The differences between the PIX and FW1 when it comes to logging and
alerting fall along the lines that many other areas do--PIX relies on
external servers to do bells 'n' whistles things, while FW1 gives you
somewhat more self-contained, canned b&w's, as well as the option to
farm stuff out to external servers (anti-virus, active/content scanning,
etc...)

With the PIX logging, you get a syslog stream.  If you want alerting, or
some other bell or whistle, you script it on the syslog server.  There's
some open source tools like swatch and logsurfer that will munch log
files based on regular expressions and such, and of course you can write
your own perl code or whatever.  Syslog is UDP unless you buy Cisco's
syslog server or use Kiwi Enterprises' shareware, or roll your own, then
you can get TCP-based syslog.  Securing the logging stream may be an
issue.  The only way to encrypt it may be to have a vpn client on the
syslog server.  You can't tunnel thru ssh--PIX doesn't grok port
forwarding.  Cisco also hasn't gotten some very basic bugs out of their
log stream regarding reporting of port numbers on denied connections. 

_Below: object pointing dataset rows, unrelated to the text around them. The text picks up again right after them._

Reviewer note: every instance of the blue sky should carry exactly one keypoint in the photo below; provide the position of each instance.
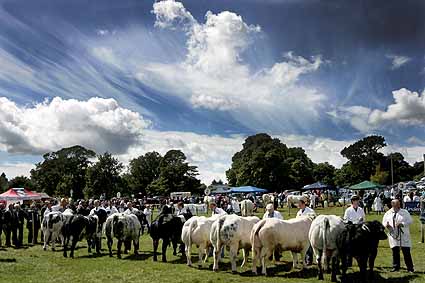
(131, 76)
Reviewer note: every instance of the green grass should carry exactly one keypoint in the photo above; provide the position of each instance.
(32, 264)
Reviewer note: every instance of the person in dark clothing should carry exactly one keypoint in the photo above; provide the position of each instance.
(2, 220)
(33, 224)
(20, 221)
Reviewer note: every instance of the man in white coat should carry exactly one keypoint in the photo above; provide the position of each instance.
(397, 221)
(355, 214)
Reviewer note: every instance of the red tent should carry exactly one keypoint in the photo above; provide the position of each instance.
(17, 194)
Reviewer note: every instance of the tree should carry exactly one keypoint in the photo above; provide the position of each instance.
(364, 156)
(325, 173)
(268, 163)
(104, 177)
(143, 170)
(20, 182)
(4, 182)
(62, 171)
(175, 175)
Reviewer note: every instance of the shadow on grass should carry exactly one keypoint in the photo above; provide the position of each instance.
(8, 260)
(377, 278)
(140, 256)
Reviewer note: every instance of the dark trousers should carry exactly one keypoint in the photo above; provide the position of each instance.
(20, 236)
(32, 239)
(406, 255)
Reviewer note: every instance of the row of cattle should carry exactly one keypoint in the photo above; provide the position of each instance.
(332, 240)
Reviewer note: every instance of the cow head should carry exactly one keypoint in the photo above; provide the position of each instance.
(102, 214)
(376, 228)
(118, 227)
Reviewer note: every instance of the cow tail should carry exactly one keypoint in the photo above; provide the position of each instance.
(254, 236)
(192, 226)
(325, 232)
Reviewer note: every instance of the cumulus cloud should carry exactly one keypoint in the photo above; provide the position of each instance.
(398, 61)
(408, 109)
(97, 123)
(215, 76)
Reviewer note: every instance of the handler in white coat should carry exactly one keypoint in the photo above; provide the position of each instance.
(397, 221)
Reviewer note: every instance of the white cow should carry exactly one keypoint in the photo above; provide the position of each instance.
(287, 235)
(232, 231)
(247, 208)
(196, 231)
(323, 234)
(52, 226)
(268, 198)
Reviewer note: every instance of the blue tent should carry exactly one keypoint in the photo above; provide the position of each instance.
(316, 186)
(247, 190)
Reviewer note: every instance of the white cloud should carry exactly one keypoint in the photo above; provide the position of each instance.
(408, 109)
(16, 169)
(397, 60)
(97, 123)
(215, 76)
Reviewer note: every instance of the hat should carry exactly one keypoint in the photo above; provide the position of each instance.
(355, 197)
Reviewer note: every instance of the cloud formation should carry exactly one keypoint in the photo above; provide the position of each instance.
(97, 123)
(215, 76)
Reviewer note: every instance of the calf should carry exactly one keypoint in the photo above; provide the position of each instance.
(361, 242)
(247, 208)
(196, 231)
(286, 235)
(234, 232)
(52, 226)
(323, 235)
(124, 227)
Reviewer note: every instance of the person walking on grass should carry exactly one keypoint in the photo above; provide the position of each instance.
(397, 221)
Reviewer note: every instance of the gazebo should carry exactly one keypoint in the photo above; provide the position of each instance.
(19, 194)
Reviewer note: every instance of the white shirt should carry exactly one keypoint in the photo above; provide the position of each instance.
(275, 214)
(306, 211)
(356, 217)
(95, 209)
(130, 211)
(396, 237)
(218, 211)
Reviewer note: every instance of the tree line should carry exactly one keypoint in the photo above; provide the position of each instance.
(264, 162)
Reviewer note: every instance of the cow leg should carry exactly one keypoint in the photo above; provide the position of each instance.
(73, 245)
(165, 243)
(119, 244)
(65, 245)
(233, 253)
(136, 246)
(372, 258)
(155, 243)
(245, 253)
(334, 268)
(46, 239)
(294, 259)
(109, 242)
(319, 265)
(265, 254)
(216, 255)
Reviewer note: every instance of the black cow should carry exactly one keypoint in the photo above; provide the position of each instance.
(361, 242)
(73, 227)
(168, 228)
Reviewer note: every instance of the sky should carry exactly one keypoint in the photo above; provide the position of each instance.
(134, 76)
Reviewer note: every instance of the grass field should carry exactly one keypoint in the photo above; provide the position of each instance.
(32, 264)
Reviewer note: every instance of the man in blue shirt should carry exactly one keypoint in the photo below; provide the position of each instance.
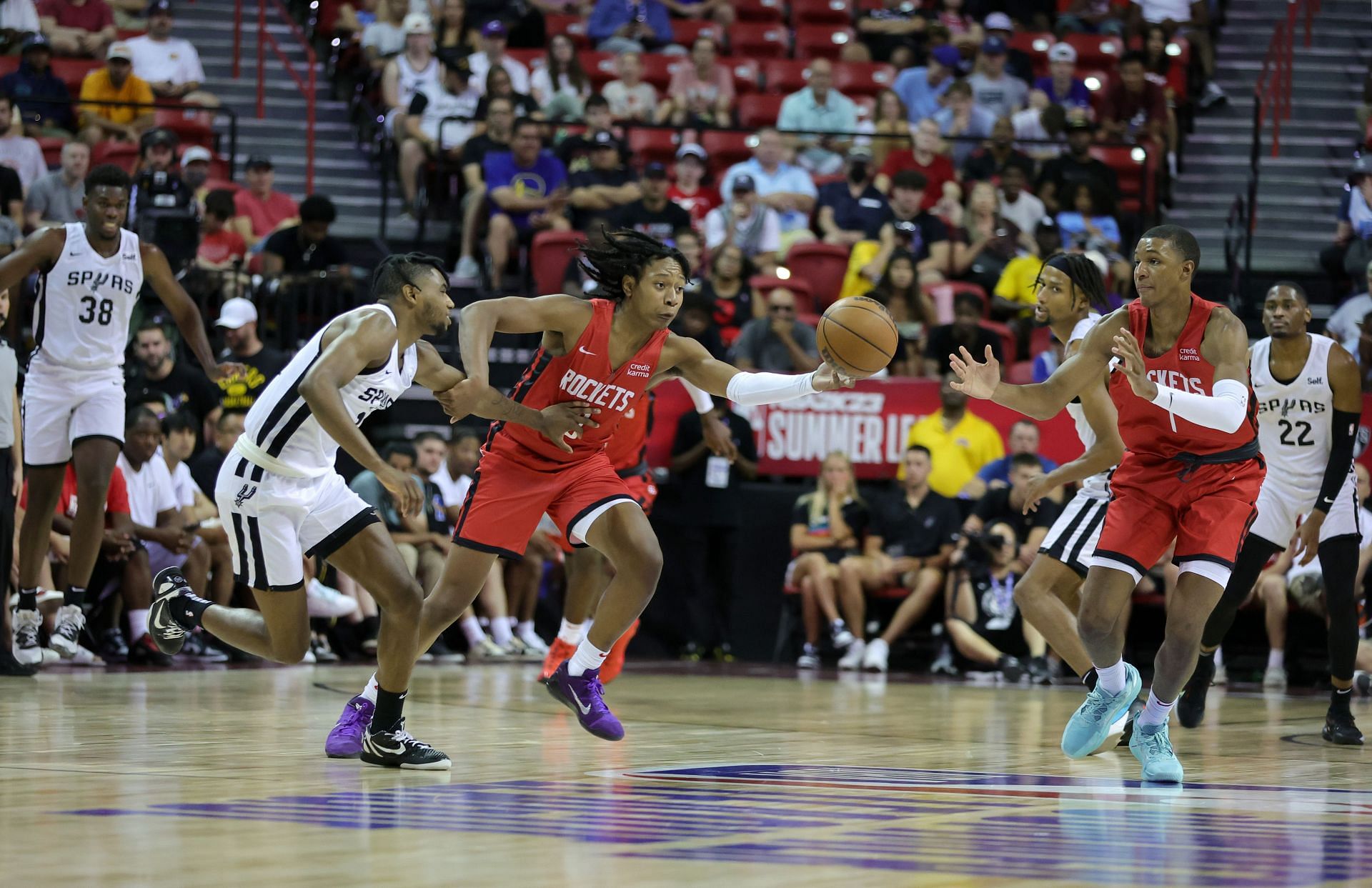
(43, 98)
(527, 187)
(921, 88)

Until recently, they didn't give that info, and now it's either TCP or
UDP connections that still don't have that info (forget which, too lazy
to check at this hour).  Very lame and annoying.

With FW1, you can use the underlying O/S of the platform to run programs
that create alerts, or permits the sending of email (a canned action in
FW1).  Since FW1's alerts happen based on a ruleset match/no-match, I'd
say they have a speed advantage over syslogging and parsing via PIX and
a syslog server.  Don't know how significant that really is, though. 
Logging stream is encrypted if you've got a vpn license, or is not sent
over the n/w if you're logging locally.  You can also ssh tunnel it if
you don't have vpn, as it's TCP-based.  FW1 provides some basic
hacker-response capabilities (see the CP docs for MAD).  I suppose you
could duplicate this w/PIX by parsing the syslog, and using Expect to
log into the PIX and tweak the policy, but that's non-trivial.